The bees swarmed, hundreds and thousands of them spiraling out of their falling hive. They went after the cub who had struck their hive and dislodged it from its branch. Frjo couldn't even see his brother with all the bees surrounding him. It was almost like he had transformed into a cloud of bees, except he hadn't. That was his brother under all those insects.

Beneath the carpet of angry, stinging bees Midas was in agony. It was like being burned alive as every part of his body fell prey to their stings. When he lost his battle to not scream, they flew into his mouth and a few even stung his tongue and his gums. One of them nearly choked him as he fell to the ground, his ambitious leap completely ruined by their attack.

Frjo kept screaming. He couldn't stop. But he didn't freeze or flee. Instead he raced to his brother and bit through writhing insect bodies to grasp the ruff of Midas's neck and begin dragging him away.

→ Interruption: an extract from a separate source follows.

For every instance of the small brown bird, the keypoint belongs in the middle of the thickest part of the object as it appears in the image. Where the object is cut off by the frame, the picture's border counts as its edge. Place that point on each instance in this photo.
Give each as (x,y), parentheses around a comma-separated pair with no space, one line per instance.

For his troubles, he was stung, too, but somehow he found the determination to keep dragging his brother and swiping bees away whenever he could.

Even so, things looked grim for the pair, and probably would have turned out even worse if a so-called fey-born witchchild and his b*****d nephew hadn't turned up and put into action a plan that could only be described as heroic. The b*****d roared to momentarily attract the enraged bees' attention, and then began deliberately rolling their hive like a ball to ensure he held it. It didn't take long for the bees to switch targets, abandoning the much-stung cubs to pursue the white lion, who set off into the forest at speed while his fox-furred uncle hastened to tend the cubs.